Et le site Internet Sahara Media a cité des sources informées déclaraant que la commission d’enquete parlementaire enverrait une convocation à Ould Abdel Aziz dans quelques jours, sans préciser de date pour cela.

Selon le site Internet, la comission avait déjà rencontré plusieurs ministres et fonctionnaires sous le règne de Mohamed Ould Abdel Aziz, y compris l’ancien Premier ministre Yahya Ould Hedamine, dans le cadre de la collecte d’avis et de vues concernant les dossiers qui font l’objet d’une enquête.

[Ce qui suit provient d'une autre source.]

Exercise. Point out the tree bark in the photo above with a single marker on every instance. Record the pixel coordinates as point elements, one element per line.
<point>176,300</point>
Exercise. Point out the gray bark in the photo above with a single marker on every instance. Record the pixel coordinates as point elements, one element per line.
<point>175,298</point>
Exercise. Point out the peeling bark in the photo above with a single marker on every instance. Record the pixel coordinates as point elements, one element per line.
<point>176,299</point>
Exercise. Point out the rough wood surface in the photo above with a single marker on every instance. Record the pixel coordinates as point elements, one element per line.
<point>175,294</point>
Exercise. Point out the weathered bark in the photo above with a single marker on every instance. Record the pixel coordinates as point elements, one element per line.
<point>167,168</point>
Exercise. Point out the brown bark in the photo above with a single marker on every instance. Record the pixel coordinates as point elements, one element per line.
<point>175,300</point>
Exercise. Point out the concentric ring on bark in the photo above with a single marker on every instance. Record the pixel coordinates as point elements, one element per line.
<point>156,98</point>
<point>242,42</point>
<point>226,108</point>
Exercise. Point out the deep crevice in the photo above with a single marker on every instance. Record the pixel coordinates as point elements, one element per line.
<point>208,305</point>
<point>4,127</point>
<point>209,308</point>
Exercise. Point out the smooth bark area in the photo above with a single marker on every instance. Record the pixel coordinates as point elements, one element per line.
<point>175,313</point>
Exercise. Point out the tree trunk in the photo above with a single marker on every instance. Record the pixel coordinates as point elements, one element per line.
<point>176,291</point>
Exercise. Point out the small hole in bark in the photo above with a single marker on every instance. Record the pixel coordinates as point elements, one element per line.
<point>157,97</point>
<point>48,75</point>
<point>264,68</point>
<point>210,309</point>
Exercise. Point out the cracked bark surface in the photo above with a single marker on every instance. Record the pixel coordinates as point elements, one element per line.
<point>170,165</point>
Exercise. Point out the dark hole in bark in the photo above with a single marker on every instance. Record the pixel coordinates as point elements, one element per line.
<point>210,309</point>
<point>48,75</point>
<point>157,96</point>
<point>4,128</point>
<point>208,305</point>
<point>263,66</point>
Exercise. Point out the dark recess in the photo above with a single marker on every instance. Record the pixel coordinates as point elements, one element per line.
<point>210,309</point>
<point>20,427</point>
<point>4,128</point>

Cette comission a été formé en février dernier et a été chargé d’enquêter sur 7 dossiers, dont entre autres le revenu du pétrole, les propriétés de l’État qui ont été vendues à Nouakchott, les activités de Poly Hundong-dong, l’accord sur l’éclairage public solaire et le quai à conteneurs du port de l’amitié.

Alors que la comission a lié ses procédures à la période de Mohamed Ould Abdel Aziz (2009-2009), les membres du comité ont confirmé lors d’une conférence de presse que leur travail « se limitait aux 7 dossiers qui devaient faire l’objet d’une enquête conformément à la loi ».

La commission a déclaré que son rôle « s’inscrit dans le cadre de la surveillance et de l’enquête, et qu’il s’agit d’une action parlementaire constitutionnelle qui ne concerne pas un secteur spécifique, ni une date ou des personnes spécifiques ».

Pour sa part, l’actuel président mauritanien, Mohamed Ould Cheikh El-Ghazouani, a souligné, lors de la dernière conférence de presse qu’il ne s’immiscera pas dans les travaux de la commission, par respect au principe de la séparation des pouvoirs .

On s’attend à ce que la comission prépare un rapport qui sera présenté au Parlement au mois de juillet. Sur la base de ce rapport, le Parlement peut former une cour suprême de justice, qui sera le seul organe habilité à enquêter ou à juger le président de la République.